‘It goes like that’ is a phrase I hear a lot at the moment, when anyone sees Baby. Always accompanied by a finger snap and a knowing smile. Or ‘before you know it she’ll be walking!’. Or driving. Or any other activity that seems nearly impossible any time soon for the squiggly squirmy ball of energy that has turned our lives upside down. And I smile like I know what they’re talking about and think ‘really!!??’ Most of those activities that others seem to think may come as quickly as tomorrow to me seem like a lifetime away. Most of them involve walking, and I keep thinking that she would be a much more proficient anything if no one had to change her diaper or put her to sleep or cut her food. Even if she has to wear diapers as part of her profession (like if she goes to space, it’s totally possible) she should have the option not to I think… Basics that I can hardly imagine my baby girl doing. Really? Like ‘that’, huh? I also hear ‘it doesn’t last forever’ a lot. Which seems equally as impossible, this season not lasting forever. I logically can see things move on people growing. And heck we were all babies once right? So they must be right, that right now doesn’t last forever. But it sure feels like I’ve been handed a glorious life sentence, where I am in the midst of diapers and snot and baby toys and not having the mental ability to string a thought together.
I think it’s ironic and frustrating that as parents we spend so much of our life trying and waiting for something to happen or change, and then that thing happens in a moment. The ‘fun’ things, like crawling or rolling, or walking, do seem to happen ‘just like that’. They’re there then gone. All of a sudden a new skill is present. I think singing has prepared me well for motherhood in this way; as a singer one spends years training often for 3 minutes, or even a moment. Sometimes you can anticipate it and sometimes not, but even full performances are there and gone in an evening and you’re left with more of a memory of anticipation of the event than of the event itself.
What I’ve learned from spending a life chasing arguably futile fleeting tasks like auditions or performances or pieces lauded for only a few notes is to enjoy the moment; find the beauty of where I am now. Because of the nature of parenting as well as singing, if we don’t enjoy and stay in the moment then we’ll miss the beauty of and be dissatisfied with the experiences that we live for. I say this like I’ve perfected it, or it’s such an easy task… nope and noper. How do I know we’ll never be satisfied with the fleeting glory moments?
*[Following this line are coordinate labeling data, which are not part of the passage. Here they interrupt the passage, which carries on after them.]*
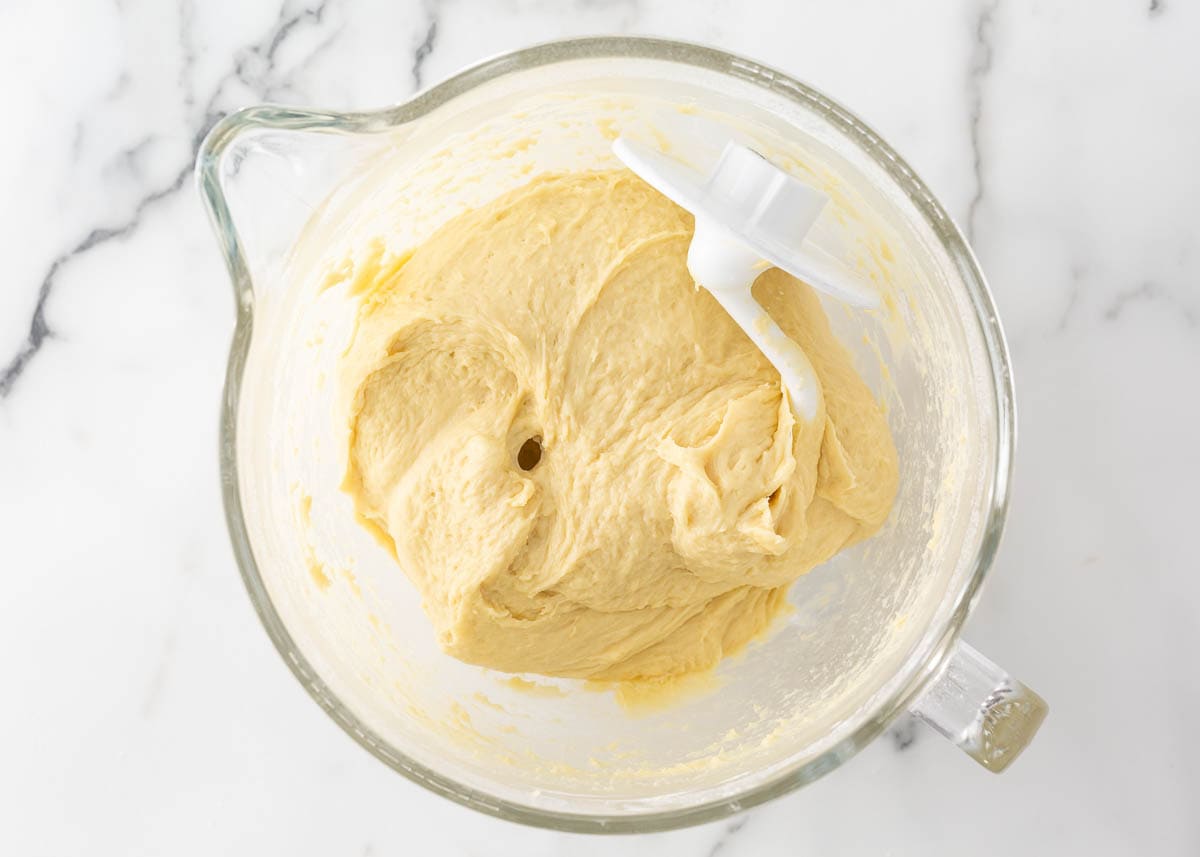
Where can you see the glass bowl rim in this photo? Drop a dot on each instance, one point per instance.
(226, 131)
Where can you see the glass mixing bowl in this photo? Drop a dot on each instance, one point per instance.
(874, 633)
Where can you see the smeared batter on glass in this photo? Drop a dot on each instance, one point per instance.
(581, 462)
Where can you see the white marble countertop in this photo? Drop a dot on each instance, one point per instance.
(145, 711)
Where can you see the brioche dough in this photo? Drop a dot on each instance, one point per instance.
(581, 462)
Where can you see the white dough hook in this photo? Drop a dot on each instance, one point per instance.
(751, 215)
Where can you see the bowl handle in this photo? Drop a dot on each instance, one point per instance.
(984, 711)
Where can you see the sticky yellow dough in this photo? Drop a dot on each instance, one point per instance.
(676, 497)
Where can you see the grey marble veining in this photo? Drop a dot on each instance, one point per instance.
(150, 712)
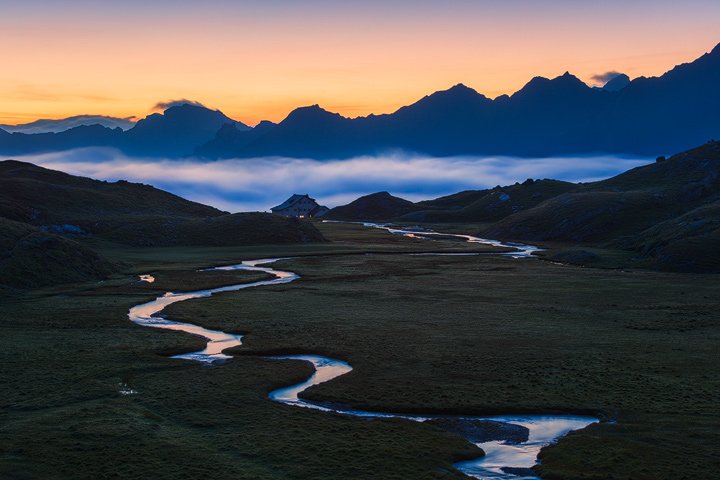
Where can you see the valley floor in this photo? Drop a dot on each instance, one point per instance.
(462, 334)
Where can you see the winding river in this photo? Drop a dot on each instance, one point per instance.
(504, 459)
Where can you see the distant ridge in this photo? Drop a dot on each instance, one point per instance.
(557, 116)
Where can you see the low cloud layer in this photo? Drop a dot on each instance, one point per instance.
(176, 103)
(603, 78)
(260, 183)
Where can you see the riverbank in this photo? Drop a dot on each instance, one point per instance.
(471, 332)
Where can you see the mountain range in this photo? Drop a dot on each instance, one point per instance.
(559, 116)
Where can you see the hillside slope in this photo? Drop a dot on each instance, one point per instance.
(130, 213)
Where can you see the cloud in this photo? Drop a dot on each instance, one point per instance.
(603, 78)
(176, 103)
(259, 183)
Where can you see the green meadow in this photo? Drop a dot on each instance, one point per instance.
(88, 394)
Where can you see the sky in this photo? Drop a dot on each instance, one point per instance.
(260, 60)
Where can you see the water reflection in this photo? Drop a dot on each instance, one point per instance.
(148, 314)
(499, 455)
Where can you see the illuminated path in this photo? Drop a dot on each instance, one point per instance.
(499, 454)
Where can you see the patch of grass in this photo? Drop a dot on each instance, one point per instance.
(471, 334)
(490, 335)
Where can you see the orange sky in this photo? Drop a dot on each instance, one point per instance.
(258, 62)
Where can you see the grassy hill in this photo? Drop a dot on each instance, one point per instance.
(489, 205)
(30, 257)
(37, 195)
(379, 206)
(132, 213)
(666, 212)
(623, 205)
(49, 221)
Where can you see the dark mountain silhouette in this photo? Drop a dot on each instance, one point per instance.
(558, 116)
(647, 116)
(230, 139)
(78, 137)
(375, 207)
(61, 125)
(617, 83)
(176, 132)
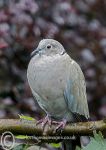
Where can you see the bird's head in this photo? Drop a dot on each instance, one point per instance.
(48, 47)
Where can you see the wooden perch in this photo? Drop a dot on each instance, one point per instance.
(25, 127)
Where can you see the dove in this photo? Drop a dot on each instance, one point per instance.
(57, 83)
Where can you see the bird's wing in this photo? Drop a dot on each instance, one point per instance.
(75, 91)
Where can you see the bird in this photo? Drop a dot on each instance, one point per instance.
(57, 83)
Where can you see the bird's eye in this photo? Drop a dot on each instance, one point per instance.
(49, 46)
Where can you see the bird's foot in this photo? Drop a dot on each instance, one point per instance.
(61, 125)
(44, 121)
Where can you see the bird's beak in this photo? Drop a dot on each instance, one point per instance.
(36, 51)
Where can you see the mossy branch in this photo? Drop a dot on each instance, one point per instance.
(25, 127)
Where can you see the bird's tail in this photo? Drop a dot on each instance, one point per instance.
(71, 144)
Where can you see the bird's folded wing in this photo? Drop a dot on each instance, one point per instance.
(75, 92)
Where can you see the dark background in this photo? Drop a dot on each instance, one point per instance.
(80, 25)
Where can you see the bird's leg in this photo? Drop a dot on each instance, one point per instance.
(44, 121)
(61, 124)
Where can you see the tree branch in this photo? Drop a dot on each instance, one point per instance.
(25, 127)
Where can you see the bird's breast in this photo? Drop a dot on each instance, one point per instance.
(47, 77)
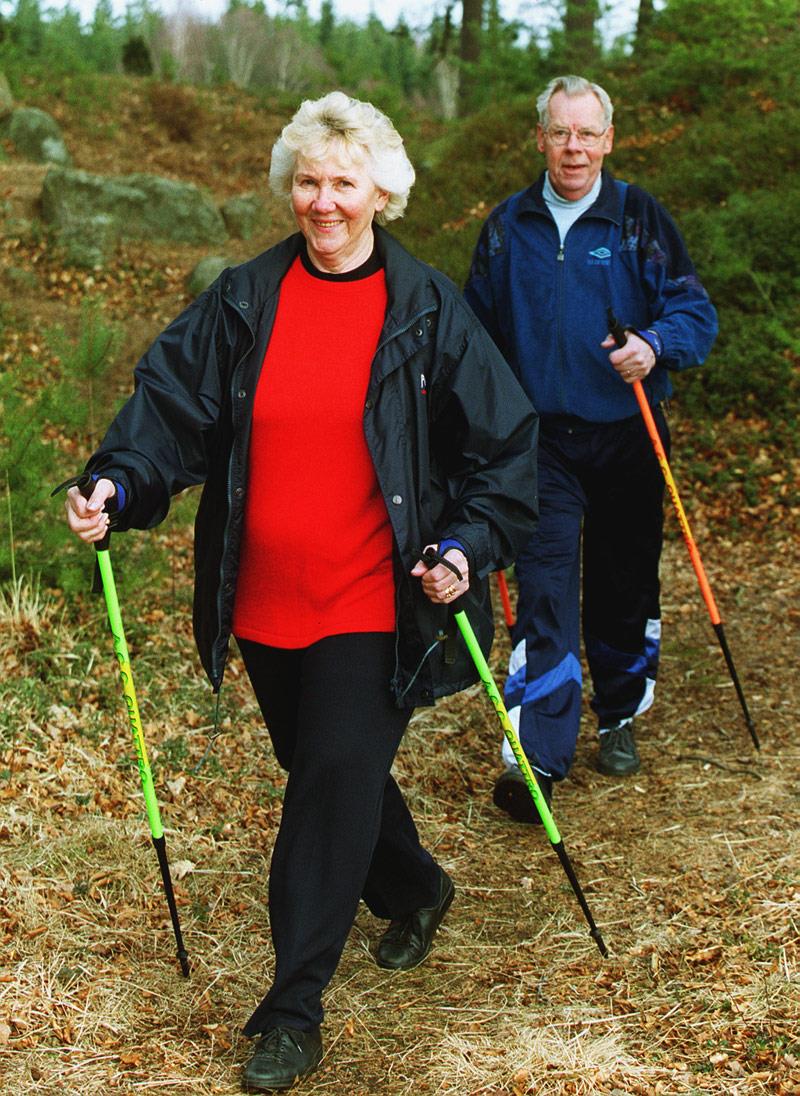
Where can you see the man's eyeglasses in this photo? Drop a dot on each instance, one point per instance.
(560, 135)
Because enjoying the moment is a skill, and like any other skill it takes practice. And if we’ve not exercised our ‘I choose to love where I am right now’ attitude, then it won’t be switched on for those glory moments and they’ll fly by and all we’ll have is a memory of not being as satisfied as we had hoped to feel. I am grateful for the power of choice; we always have a choice. Which is great news because it means that although we may not always be able to choose where we are in life, we can always choose how we react to that. My life might currently be consumed with running around after a baby and revisiting basics like eating and pooping, which is not my first choice of life circumstances. But I can choose to enjoy the whole season that ‘goes like that’, and in doing so be able to fully participate in the glorious moments that are scattered throughout.